New York Times: An Advocate for Domestic Workers Wins the Just Brooklyn Prize

In the News

James Barron


Published in: The New York Times’ “New York Today” Newsletter

Christine Yvette Lewis is a coordinator for Domestic Workers United, a coalition that campaigns for labor rights for household employees.

Good morning. It’s Wednesday. We’ll meet the winners of the Just Brooklyn Prize, who will receive no-strings-attached checks for $20,000. We’ll also find out how a man who’s in prison in New York could sway a House race in Alaska.

Christine Yvette Lewis says there were times in the last 10 years when she paid the rent for the space in Crown Heights, Brooklyn, that Domestic Workers United uses for its monthly meetings.

The group is a coalition that organizes grass-roots campaigns for labor rights for housekeepers, nannies and companions for older people. As its culture outreach coordinator, Lewis has a title but draws no salary. “We got grants along the way,” she said, but before they came through, she sometimes paid for the space “out of my own pocket.”

“I did that unseen,” she said.

But her work did not go unnoticed, and now she has been named one of five winners of the Just Brooklyn Prize for 2024.

She and each of the other four recipients will receive no-strings-attached checks for $20,000 from the Social Justice Fund, a nonprofit started by Clara Wu Tsai, who owns the New York Liberty with her husband, Joe Tsai. They also own the Brooklyn Nets. The awards are administered by the Social Justice Fund and Brooklyn Org, which changed its name from Brooklyn Community Foundation last year and channels grants to other nonprofits to deal with immediate crises and longer-range projects.

Domestic Workers United pushed for a domestic workers’ bill of rights, which became law in New York State in 2010. It codified guarantees that most workers take for granted, like paid holidays, sick days, vacation days and the right to overtime pay.

Lewis, who was trained as an early childhood teacher in Trinidad, worked as a nanny after moving to New York in 1989. She pays the bills from her work as an actress and musician; she has appeared in productions staged by the Public Theater. She called her involvement with Domestic Workers United “a labor of love.”

“Because of the nature of our jobs, we are most times in the shadows,” she said, adding that she frequently meets the workers near where they work, often in parks or libraries or sometimes on the streets as they push their employers’ strollers.

“All of the work we do is centered around educating employees,” she said. “When we educate employees, we are able to educate the employers as well. We’re not a union. It’s advocating to have women stand up and speak for their rights. It’s having the courage to stand up and negotiate for wages.”

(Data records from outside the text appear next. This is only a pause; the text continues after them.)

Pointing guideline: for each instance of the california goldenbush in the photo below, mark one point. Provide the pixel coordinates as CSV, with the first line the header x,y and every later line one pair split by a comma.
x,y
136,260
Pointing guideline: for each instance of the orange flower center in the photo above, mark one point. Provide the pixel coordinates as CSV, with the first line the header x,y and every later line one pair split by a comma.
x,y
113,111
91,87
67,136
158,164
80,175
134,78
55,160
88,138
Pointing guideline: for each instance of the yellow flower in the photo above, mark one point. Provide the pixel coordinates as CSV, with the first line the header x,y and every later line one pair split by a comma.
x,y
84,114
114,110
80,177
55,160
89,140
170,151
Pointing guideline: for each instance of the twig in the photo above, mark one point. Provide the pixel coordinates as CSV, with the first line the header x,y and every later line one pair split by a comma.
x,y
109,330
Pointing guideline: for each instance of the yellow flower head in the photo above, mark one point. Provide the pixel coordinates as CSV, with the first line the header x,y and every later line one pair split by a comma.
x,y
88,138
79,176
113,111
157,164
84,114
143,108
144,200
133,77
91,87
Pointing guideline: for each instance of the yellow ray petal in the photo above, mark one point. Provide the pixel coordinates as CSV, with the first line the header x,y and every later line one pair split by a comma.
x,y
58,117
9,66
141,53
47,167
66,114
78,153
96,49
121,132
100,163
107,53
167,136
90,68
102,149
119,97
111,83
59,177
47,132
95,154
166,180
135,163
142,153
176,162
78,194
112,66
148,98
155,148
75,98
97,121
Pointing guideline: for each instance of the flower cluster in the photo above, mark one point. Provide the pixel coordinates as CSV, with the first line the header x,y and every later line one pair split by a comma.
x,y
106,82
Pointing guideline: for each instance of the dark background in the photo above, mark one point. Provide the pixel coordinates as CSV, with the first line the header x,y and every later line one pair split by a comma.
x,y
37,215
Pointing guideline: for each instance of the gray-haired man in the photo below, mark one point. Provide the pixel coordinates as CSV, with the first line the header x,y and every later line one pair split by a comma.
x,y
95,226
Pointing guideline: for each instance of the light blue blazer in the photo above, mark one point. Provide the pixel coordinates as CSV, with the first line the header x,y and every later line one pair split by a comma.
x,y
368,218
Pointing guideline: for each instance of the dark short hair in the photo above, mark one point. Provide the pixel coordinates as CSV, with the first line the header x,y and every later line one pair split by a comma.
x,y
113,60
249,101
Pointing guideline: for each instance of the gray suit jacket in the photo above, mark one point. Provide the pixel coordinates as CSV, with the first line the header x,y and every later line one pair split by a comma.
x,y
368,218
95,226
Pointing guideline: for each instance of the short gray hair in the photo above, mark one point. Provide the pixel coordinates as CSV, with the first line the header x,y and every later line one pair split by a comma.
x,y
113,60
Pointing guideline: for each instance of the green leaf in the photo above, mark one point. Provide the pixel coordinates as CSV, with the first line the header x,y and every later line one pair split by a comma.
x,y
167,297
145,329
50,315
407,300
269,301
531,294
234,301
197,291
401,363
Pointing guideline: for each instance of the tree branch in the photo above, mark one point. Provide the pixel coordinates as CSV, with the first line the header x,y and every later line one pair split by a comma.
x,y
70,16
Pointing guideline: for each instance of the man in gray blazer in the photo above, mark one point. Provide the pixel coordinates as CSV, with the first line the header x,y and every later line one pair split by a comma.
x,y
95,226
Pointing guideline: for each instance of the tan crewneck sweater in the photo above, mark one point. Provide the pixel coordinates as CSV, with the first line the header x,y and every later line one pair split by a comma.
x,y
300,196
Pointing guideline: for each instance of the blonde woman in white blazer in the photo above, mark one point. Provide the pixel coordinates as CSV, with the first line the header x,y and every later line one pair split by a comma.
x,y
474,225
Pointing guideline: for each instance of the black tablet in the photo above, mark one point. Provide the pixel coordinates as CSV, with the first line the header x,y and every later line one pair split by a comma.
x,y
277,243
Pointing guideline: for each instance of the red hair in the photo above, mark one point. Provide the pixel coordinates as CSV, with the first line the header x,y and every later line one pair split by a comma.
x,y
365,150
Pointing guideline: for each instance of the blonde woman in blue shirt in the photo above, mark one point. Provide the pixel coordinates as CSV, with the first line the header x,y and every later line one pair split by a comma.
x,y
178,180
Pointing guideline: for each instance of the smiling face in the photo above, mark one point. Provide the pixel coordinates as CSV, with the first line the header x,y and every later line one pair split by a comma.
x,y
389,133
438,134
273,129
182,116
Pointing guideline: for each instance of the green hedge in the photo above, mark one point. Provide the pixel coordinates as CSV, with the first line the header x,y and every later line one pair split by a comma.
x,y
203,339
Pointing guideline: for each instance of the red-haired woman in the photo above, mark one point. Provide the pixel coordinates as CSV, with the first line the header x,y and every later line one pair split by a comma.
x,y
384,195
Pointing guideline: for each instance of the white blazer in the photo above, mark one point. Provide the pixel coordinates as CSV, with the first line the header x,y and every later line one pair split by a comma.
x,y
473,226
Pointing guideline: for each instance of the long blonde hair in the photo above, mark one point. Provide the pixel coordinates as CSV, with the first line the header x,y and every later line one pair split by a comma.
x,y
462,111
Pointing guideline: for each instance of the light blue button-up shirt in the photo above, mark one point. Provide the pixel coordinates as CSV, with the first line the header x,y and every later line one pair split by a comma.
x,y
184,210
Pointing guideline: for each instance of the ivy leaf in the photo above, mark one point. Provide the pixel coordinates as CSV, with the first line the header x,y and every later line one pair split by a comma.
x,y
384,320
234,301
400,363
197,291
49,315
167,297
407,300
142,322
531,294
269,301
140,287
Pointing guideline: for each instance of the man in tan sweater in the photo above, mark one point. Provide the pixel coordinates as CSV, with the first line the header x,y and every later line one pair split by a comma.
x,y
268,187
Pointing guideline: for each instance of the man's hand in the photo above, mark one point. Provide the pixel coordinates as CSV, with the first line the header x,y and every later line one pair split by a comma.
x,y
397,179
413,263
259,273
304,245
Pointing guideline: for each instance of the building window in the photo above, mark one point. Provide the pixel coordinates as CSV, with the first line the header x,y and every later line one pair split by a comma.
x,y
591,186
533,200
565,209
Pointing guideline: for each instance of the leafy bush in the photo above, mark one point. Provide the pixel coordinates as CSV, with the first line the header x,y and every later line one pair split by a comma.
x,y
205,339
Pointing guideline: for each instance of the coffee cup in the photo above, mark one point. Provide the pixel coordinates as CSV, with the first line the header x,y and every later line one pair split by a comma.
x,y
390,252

Another Just Brooklyn Prize winner, Ninaj Raoul, is the director of Haitian Women for Haitian Refugees. She said the timing of the prize was “even bigger than the money.”

“Anti-Haitianism is out there,” particularly with former President Donald Trump’s campaign, she said.

“Having this prize raises our voices,” she said. “That’s larger than the money.”

She recalled the 1990s, when waves of Haitians fled in makeshift boats. The Coast Guard detained thousands at the Guantánamo Bay naval base in Cuba.

“What I saw there was horrible — people were detained in tents,” she said. “I never would have imagined to fast-forward 32 years and people would be living in tents like we’re seeing on Floyd Bennett Field and Randall’s Island. It’s been overwhelming, not just for organizations like ours but for the city as a whole.”

The other winners of the Just Brooklyn Prize for 2024 are:

The eight judges included Antonio Reynoso, the Brooklyn borough president, and Maya Wiley, the president and chief executive of the Leadership Conference on Civil and Human Rights, who ran for mayor in the Democratic primary in 2021.

Clara Wu Tsai said the Just Brooklyn Prize was started to recognize “the work of the borough’s unsung heroes” — work that she said was “pivotal to building a more equitable and just Brooklyn.” She said some of the winners would use the grant money “to expand their impact in Brooklyn.”

“But I hope that they also use some of it to treat themselves,” she said. “They most certainly deserve it.”